I chose this blog because I liked the honest and reflective manner of LaGarde’s posts.  Not only does she share her experiences as a professional but she does so in a very easy to relate to manner that helps me in my own reflection. In her most recent post, March 18 2012 she writes about her nomination by Library Journal as a “Mover and Shaker.”  Her humble response to this news  reflects goals that I think are so vital as I move into my role as a librarian.  “I just feel really, really lucky because a) I get to do the work I love b) I’m surrounded (in real life and virtually) by BRILLIANT and supportive people and c) I live during a time in human history when sharing and learning with others is incredibly easy.” Library Girl is easy to relate to and offers motivating insights.

Bulldog Readers Library Blog

This blog is hosted by Julie Hembree who is the teacher/librarian at a K-6 school in Seattle, Washington. Its stated purpose is to share new books, reviews, classroom lessons, events, and visiting authors.  Ms. Hembree uses the blog to communicate with parents, student staff and visitors in order to share.  In addition, Bulldog Readers Library Blog also links readers with other blogs that might be of interest to the school community including  other school and  teacher blogs as well as blogs that connect to places around the world.  A large focus of the Bulldog Readers Blog is for students to share personal reviews of what they have read.  Posted on Feb. 27, 2012,Wonder by RJ Palacio includes not only a book review but an Animoto trailer.  All reviews are approved and posted by Ms. Hembree.  Pictures and summaries of library events are also included on the blog as well as a pages that outline activities and lessons that promote learning and the love of reading.  In the post, A Sweet Papaya Ending, a reading promotion is highlighted encouraging students to attend Read Aloud Tuesdays.

This blog appealed to me because of its simplicity and focus on  book reviews, reading promotions and the love of reading.  As I think of my own future school library, I envision a blog that has components just like this.  Students can have the opportuninty to share ideas, opinions and projects while  enjoying those posted by others. Other stakeholders such as administrators, teachers, parents and community leaders can see the value of the library program.   The events and activities demonstrate and active library where literacy is valued and celebrated.

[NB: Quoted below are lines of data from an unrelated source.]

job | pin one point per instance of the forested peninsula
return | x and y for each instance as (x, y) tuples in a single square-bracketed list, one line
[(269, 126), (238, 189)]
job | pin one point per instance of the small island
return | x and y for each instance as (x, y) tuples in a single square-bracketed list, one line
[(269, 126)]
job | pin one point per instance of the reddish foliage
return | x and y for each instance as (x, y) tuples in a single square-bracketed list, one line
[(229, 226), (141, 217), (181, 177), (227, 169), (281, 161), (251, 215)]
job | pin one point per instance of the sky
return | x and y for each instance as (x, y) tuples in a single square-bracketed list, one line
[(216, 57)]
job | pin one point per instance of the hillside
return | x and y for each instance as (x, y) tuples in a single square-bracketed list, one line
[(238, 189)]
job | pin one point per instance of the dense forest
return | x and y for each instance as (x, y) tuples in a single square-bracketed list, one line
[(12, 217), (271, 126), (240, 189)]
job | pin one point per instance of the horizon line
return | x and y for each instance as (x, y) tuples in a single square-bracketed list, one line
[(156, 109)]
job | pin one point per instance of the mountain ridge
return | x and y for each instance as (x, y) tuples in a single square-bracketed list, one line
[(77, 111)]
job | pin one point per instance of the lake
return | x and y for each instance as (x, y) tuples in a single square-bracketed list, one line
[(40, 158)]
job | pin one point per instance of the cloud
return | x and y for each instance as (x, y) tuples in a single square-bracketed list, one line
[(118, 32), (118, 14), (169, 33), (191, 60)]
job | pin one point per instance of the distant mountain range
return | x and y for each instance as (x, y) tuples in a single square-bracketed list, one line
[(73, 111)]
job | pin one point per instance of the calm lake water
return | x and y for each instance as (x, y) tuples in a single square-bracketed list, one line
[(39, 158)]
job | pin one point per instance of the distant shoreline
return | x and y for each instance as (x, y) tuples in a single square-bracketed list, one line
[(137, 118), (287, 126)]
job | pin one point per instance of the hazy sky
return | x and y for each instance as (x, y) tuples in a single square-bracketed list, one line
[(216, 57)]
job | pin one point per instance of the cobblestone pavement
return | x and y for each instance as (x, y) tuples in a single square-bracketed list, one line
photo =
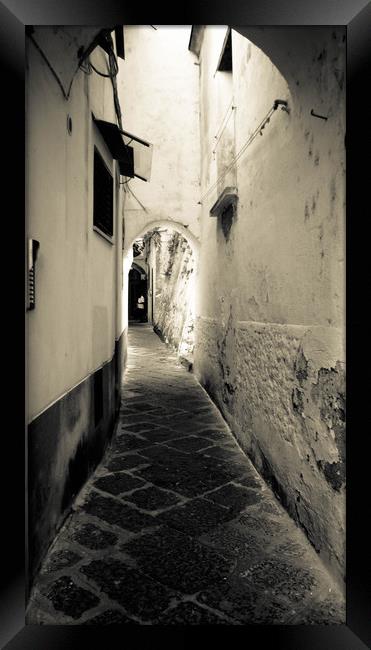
[(176, 526)]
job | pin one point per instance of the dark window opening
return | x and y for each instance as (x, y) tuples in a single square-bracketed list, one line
[(98, 396), (227, 221), (225, 63), (103, 196)]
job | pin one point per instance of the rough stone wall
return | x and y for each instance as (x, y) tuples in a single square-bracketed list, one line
[(174, 311), (270, 319)]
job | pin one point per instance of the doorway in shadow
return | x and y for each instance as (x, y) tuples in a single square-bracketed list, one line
[(138, 295)]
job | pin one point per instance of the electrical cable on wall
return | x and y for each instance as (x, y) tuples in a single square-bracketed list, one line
[(256, 132), (223, 125)]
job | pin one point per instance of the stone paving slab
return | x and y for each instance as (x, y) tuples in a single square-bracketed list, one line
[(176, 527)]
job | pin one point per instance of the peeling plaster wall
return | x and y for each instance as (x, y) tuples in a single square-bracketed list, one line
[(174, 291), (76, 346), (270, 319)]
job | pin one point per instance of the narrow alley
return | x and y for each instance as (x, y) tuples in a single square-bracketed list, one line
[(185, 406), (176, 526)]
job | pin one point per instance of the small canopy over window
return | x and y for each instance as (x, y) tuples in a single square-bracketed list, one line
[(133, 154)]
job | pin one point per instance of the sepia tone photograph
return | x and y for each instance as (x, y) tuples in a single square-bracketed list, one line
[(185, 400)]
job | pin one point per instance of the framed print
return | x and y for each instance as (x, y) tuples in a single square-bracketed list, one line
[(280, 306)]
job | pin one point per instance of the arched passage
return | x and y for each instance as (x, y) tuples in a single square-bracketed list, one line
[(168, 255)]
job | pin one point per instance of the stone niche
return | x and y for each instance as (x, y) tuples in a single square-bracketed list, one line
[(225, 209)]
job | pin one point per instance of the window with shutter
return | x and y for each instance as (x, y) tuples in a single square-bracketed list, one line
[(103, 196)]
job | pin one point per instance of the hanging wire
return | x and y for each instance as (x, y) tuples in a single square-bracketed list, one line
[(225, 119), (256, 132)]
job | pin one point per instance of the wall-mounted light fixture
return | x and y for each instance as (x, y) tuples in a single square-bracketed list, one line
[(33, 247)]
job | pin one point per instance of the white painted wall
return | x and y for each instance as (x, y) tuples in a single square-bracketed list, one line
[(72, 331), (158, 86)]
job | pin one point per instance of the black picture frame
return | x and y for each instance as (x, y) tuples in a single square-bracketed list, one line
[(356, 15)]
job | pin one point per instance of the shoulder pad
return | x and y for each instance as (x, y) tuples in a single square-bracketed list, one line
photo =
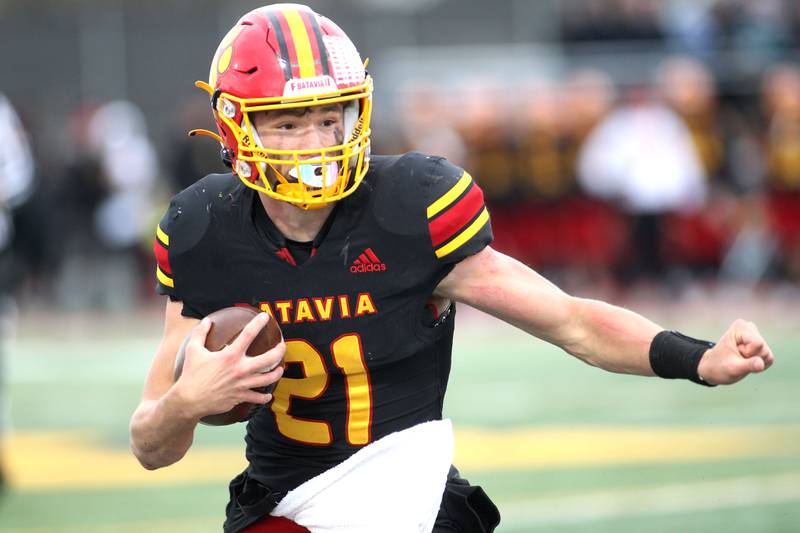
[(186, 222)]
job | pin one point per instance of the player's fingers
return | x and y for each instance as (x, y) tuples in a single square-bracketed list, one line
[(769, 359), (250, 331), (267, 360), (738, 368), (749, 341)]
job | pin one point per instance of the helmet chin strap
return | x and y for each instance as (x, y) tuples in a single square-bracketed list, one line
[(299, 191)]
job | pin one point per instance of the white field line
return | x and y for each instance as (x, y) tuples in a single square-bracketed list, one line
[(674, 498)]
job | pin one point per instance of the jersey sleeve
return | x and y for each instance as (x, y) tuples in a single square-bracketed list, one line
[(178, 247), (165, 277), (457, 219)]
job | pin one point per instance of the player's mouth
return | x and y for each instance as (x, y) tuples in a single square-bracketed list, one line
[(312, 175)]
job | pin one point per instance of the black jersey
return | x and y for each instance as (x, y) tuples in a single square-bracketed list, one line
[(363, 357)]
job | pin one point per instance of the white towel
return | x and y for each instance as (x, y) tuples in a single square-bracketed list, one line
[(394, 484)]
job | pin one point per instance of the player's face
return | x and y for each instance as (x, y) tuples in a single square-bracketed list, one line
[(301, 129)]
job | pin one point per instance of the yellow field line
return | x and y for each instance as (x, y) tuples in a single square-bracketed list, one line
[(58, 460)]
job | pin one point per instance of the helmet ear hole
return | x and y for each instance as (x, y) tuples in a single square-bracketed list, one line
[(350, 117), (227, 157)]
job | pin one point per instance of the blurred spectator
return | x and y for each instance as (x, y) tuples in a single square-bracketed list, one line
[(108, 209), (484, 125), (751, 32), (542, 172), (698, 239), (16, 186), (428, 124), (642, 156), (781, 103)]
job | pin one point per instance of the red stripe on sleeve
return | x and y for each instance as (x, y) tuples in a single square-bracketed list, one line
[(162, 257), (456, 216)]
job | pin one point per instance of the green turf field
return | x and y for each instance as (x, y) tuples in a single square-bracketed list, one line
[(561, 447)]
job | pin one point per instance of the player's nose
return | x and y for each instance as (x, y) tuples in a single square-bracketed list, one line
[(318, 137)]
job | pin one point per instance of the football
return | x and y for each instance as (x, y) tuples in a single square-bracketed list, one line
[(226, 324)]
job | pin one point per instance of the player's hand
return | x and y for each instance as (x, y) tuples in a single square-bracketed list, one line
[(215, 382), (741, 351)]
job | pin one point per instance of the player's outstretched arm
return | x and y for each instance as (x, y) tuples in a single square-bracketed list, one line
[(603, 335)]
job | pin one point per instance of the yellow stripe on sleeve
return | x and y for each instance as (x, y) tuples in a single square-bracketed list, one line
[(302, 44), (163, 237), (450, 196), (465, 235), (163, 278)]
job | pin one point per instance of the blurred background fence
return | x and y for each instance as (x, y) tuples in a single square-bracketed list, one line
[(618, 141)]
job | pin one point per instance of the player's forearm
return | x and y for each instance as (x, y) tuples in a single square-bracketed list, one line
[(161, 432), (610, 337)]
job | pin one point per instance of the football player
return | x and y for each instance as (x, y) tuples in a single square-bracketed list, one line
[(361, 259)]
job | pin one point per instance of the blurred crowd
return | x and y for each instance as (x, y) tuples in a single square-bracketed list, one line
[(692, 173), (667, 180)]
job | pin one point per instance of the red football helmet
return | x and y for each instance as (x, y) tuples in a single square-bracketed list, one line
[(287, 56)]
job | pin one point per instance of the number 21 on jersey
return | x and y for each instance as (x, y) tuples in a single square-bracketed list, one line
[(348, 356)]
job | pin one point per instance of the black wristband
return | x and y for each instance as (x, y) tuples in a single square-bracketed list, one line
[(676, 356)]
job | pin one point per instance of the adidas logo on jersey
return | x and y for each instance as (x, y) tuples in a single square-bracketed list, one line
[(367, 262)]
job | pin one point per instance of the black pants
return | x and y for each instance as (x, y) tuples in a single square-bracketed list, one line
[(465, 508)]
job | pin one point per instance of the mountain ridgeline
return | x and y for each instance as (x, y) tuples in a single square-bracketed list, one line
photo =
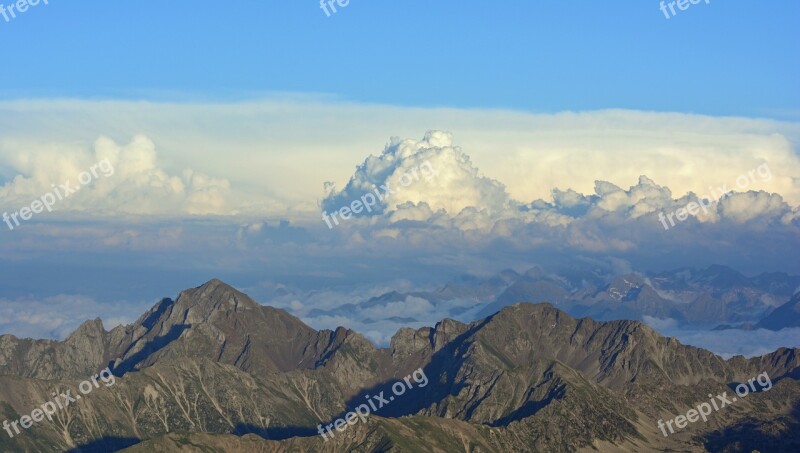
[(215, 371)]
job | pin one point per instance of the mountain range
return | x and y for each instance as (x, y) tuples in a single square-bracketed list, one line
[(700, 299), (213, 370)]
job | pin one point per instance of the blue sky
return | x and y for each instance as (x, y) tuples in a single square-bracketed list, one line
[(724, 58)]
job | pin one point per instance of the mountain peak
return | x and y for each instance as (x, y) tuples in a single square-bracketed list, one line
[(213, 296)]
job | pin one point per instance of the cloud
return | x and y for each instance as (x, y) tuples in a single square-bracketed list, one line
[(430, 171), (729, 343)]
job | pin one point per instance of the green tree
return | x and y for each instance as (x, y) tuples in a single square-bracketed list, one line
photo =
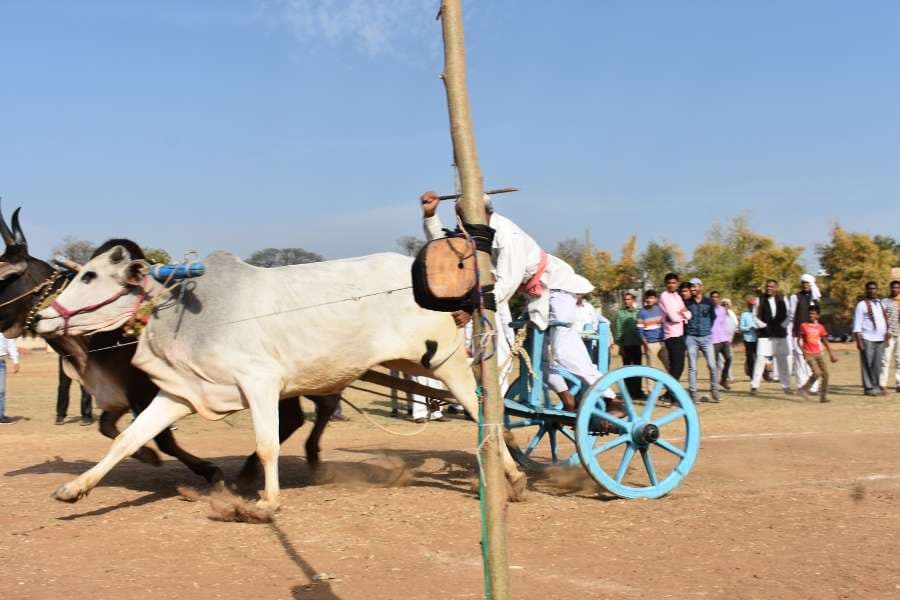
[(850, 260), (75, 249), (657, 259), (736, 260), (280, 257)]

The Unquiet Librarian.(2012) Retrieved from March 16, 2012

The Library Girl. (2012) Retrieved from March 17, 2012.

Bulldog Readers Library Blog. (2012) Retrieved from March 17, 2012

The Beginning


So this blog marks the beginning of my blogging career.  As a part of my graduate studies, I am creating this blog in order to review blogs and other professional resources that will promote inquiry , knowledge and  creative thought in my students.